Consistency across long horizons and revisits is handled by a dual memory system. The authors recognize that spatial memory (indexed by viewpoint) and temporal memory (indexed by recency) are complementary. Following the principle of explicit geometric anchor, a 3D cache is maintained and reprojected into the queried viewpoint, providing spatially grounded evidence for previously observed regions and ensuring place identity under loop-closing trajectories. However, because the static cache cannot encode recent temporal dynamics, the system additionally compresses the recent frame history into a lightweight embedding, adopting a method akin to Frame Preservation. The explicit spatial cache supplies persistence for revisited locations, while the compressed temporal history preserves short-term motion and transient changes, together covering the failure modes of purely spatial or purely temporal memory.
Stability over long forward rollouts is treated as a training-time robustness problem. The authors follow the Helios philosophy of exposing the model to drifted histories during training, so that the generator learns to correct errors rather than relying on clean conditioning segments. They further introduce an error bank that stores residual artifacts accumulated during rollout and reuses them as structured perturbations. Critically, error-bank samples are injected into both the memory condition and the target segment, matching the conditions of long-horizon inference where the model must generate from imperfect memory while simultaneously correcting errors in the next segment. This joint perturbation teaches the model to stabilize generation under corrupted history and prevents errors from compounding autoregressively.
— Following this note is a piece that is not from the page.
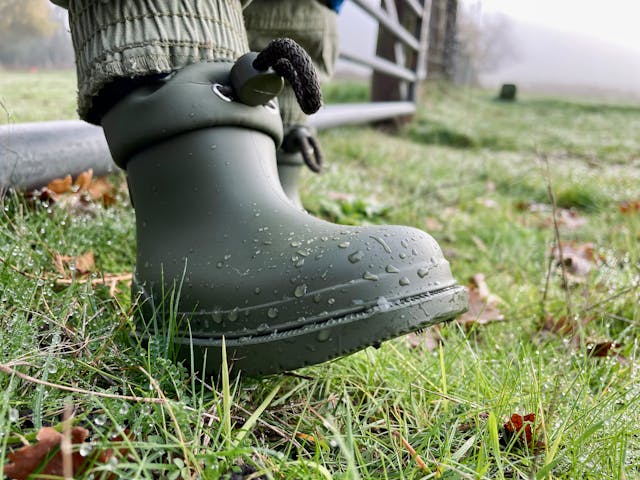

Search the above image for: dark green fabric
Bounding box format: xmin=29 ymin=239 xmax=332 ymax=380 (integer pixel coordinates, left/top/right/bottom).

For runtime, the goal is to achieve real-time generation under interactive constraints. The authors adopt standard DMD-based distillation to reduce the number of denoising steps per chunk. A small temporal chunk size is used to keep per-chunk latency low and to allow frequent condition update points. Prompt switching is supported at chunk boundaries by simply updating the text condition before the next chunk is generated, which avoids heavy KV-recache mechanisms and keeps the interaction loop simple and predictable. This combination of few-step distillation, short chunks, and frequent prompt switching provides the speed, interaction granularity, and controllability needed for responsive, user-driven exploration.
Experiment
AlayaWorld, fine-tuned from LTX-2.3 for autoregressive 720p generation, is compared against baselines under identical conditions. The experiments demonstrate precise camera control, seamless transitions when switching text prompts mid-generation, and strong loop-closure consistency where revisited regions remain geometrically and texturally stable. Unlike prior interactive world models, which exhibit visual degradation and camera inaccuracies, AlayaWorld maintains faithful control adherence and visual quality over long horizons and diverse artistic styles, confirming its reliable interactive world generation.